HEARING MORE THAN SOUND: ELECTROPHYSIOLOGICAL CHARACTERIZATION OF MULTISENSORY NEURONS IN THE AUDITORY MIDBRAIN USING IN-VIVO WHOLE CELL RECORDINGS

The inferior colliculus (IC) is a midbrain nucleus playing a major role in the auditory pathway. Its multisensory region, the lateral cortex (LCIC), was shown to receive inputs from somatosensory regions such as the somatosensory cortex and the dorsal column nuclei. The function of those projections is still largely unclear, especially on the single cell level. Here we wanted to investigate the effects of somatosensory stimulation and the interaction with simultaneous auditory stimulation within a single neuron. Thus, we conducted in vivo whole cell recordings in the LCIC of anesthetized mice to characterize the intrinsic electrophysiological properties of the neurons as well as their subthreshold responses to auditory, somatosensory and multisensory stimuli.

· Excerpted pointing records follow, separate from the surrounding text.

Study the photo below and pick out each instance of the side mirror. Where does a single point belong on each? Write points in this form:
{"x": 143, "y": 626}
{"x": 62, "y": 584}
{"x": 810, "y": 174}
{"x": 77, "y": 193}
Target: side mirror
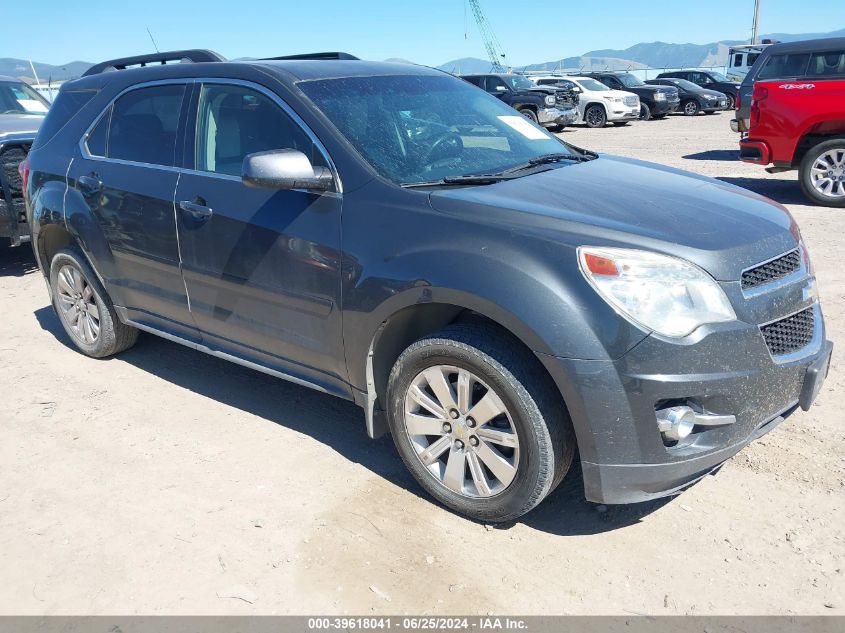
{"x": 284, "y": 169}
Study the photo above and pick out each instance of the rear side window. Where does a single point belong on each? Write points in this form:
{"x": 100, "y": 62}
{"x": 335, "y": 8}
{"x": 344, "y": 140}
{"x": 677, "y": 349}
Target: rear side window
{"x": 827, "y": 64}
{"x": 784, "y": 66}
{"x": 64, "y": 108}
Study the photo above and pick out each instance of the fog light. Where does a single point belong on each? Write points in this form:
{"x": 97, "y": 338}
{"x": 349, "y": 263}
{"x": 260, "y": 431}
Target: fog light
{"x": 676, "y": 423}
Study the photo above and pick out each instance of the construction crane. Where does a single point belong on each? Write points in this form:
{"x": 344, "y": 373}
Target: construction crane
{"x": 494, "y": 49}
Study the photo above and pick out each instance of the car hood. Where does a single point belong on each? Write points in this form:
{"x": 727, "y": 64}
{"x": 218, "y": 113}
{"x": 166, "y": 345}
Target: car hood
{"x": 614, "y": 201}
{"x": 19, "y": 124}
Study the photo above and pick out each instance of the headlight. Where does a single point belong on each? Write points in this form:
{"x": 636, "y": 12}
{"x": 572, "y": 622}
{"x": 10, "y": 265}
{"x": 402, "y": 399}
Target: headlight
{"x": 665, "y": 294}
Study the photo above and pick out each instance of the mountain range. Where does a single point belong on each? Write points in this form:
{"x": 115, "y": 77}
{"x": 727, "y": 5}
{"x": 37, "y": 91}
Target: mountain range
{"x": 643, "y": 55}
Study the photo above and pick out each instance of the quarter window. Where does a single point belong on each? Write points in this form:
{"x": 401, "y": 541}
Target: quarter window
{"x": 827, "y": 64}
{"x": 235, "y": 121}
{"x": 140, "y": 126}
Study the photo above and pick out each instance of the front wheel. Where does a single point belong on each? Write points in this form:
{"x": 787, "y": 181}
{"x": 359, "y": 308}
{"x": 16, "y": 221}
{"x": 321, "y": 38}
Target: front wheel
{"x": 476, "y": 423}
{"x": 822, "y": 173}
{"x": 595, "y": 116}
{"x": 85, "y": 310}
{"x": 690, "y": 108}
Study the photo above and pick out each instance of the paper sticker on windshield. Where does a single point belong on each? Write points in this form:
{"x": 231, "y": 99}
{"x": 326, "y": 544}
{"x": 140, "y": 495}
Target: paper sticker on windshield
{"x": 521, "y": 125}
{"x": 31, "y": 105}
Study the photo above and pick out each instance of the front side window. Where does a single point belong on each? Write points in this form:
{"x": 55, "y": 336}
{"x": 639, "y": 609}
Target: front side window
{"x": 140, "y": 126}
{"x": 827, "y": 64}
{"x": 784, "y": 66}
{"x": 235, "y": 121}
{"x": 421, "y": 128}
{"x": 18, "y": 98}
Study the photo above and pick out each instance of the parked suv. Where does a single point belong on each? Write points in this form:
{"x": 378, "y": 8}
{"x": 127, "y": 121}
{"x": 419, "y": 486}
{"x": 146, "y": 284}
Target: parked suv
{"x": 550, "y": 107}
{"x": 22, "y": 110}
{"x": 598, "y": 105}
{"x": 708, "y": 79}
{"x": 800, "y": 124}
{"x": 787, "y": 62}
{"x": 490, "y": 295}
{"x": 655, "y": 102}
{"x": 694, "y": 99}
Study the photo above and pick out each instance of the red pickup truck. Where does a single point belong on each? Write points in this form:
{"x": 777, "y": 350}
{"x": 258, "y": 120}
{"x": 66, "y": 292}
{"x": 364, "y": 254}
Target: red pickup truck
{"x": 800, "y": 124}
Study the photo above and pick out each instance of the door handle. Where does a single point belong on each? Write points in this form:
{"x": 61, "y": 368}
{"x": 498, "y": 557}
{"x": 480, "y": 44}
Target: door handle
{"x": 90, "y": 185}
{"x": 198, "y": 211}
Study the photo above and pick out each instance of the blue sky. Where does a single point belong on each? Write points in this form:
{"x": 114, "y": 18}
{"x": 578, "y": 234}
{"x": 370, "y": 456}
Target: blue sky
{"x": 428, "y": 32}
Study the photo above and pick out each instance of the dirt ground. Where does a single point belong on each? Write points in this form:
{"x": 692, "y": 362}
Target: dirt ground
{"x": 166, "y": 481}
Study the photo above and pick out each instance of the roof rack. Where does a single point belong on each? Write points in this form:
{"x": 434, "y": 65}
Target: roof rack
{"x": 195, "y": 56}
{"x": 323, "y": 56}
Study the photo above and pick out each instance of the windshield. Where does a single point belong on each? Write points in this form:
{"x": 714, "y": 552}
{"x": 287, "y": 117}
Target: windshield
{"x": 592, "y": 85}
{"x": 422, "y": 128}
{"x": 686, "y": 85}
{"x": 18, "y": 98}
{"x": 629, "y": 80}
{"x": 518, "y": 82}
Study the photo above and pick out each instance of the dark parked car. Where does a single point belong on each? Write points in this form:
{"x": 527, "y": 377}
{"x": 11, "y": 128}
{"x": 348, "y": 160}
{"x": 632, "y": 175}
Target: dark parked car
{"x": 490, "y": 295}
{"x": 800, "y": 62}
{"x": 709, "y": 79}
{"x": 551, "y": 107}
{"x": 22, "y": 110}
{"x": 694, "y": 99}
{"x": 655, "y": 101}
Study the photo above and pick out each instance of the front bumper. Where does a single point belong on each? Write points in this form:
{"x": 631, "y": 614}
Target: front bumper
{"x": 722, "y": 369}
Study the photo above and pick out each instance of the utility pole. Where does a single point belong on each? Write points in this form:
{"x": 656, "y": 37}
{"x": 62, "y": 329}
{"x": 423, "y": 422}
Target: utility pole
{"x": 756, "y": 21}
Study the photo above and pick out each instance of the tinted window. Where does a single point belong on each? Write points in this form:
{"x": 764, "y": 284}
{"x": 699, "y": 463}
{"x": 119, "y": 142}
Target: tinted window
{"x": 827, "y": 64}
{"x": 234, "y": 121}
{"x": 64, "y": 108}
{"x": 784, "y": 66}
{"x": 97, "y": 142}
{"x": 144, "y": 123}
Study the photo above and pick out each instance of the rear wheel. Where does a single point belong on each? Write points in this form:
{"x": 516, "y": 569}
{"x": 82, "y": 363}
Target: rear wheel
{"x": 690, "y": 108}
{"x": 595, "y": 116}
{"x": 529, "y": 114}
{"x": 85, "y": 310}
{"x": 475, "y": 421}
{"x": 822, "y": 173}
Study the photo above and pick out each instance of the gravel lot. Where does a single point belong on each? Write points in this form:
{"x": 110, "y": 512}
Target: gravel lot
{"x": 169, "y": 482}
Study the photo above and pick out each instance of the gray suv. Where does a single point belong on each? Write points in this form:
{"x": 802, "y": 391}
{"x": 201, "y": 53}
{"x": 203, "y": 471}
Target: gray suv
{"x": 22, "y": 110}
{"x": 497, "y": 300}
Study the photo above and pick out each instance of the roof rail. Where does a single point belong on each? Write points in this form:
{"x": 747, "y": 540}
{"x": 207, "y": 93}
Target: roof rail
{"x": 324, "y": 56}
{"x": 195, "y": 56}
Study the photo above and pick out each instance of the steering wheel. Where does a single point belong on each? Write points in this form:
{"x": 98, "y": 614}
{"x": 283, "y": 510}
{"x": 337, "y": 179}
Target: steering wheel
{"x": 447, "y": 145}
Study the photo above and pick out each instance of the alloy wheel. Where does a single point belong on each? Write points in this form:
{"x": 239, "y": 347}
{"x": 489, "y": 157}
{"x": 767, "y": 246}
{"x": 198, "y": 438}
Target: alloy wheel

Auditory stimuli were delivered using a close-field speaker. Somatosensory stimulation was delivered to the hind-paw via a custom device. Preliminary data suggested that all recorded neurons showed at least subthreshold responses to sound stimulation (excitatory, inhibitory or mixed), and approximately half of the recorded neurons showed at least subthreshold responses to somatosensory stimulation. Responses to pressure step stimulation can be subdivided into onset depolarization, offset depolarization and onset hyperpolarization. In a subset of somatosensory-responsive neurons, vibratory stimulation alone was enough to drive action potentials (APs), while simultaneous auditory stimuli reduced the amplitude of vibratory excitatory postsynaptic potentials and suppressed vibration-evoked APs. These findings suggest a heterogeneous multisensory neuronal population present within the IC. Ongoing experiments aim to explore the underlying cell physiological and circuit mechanisms of the observed multisensory interaction within these neuronal populations.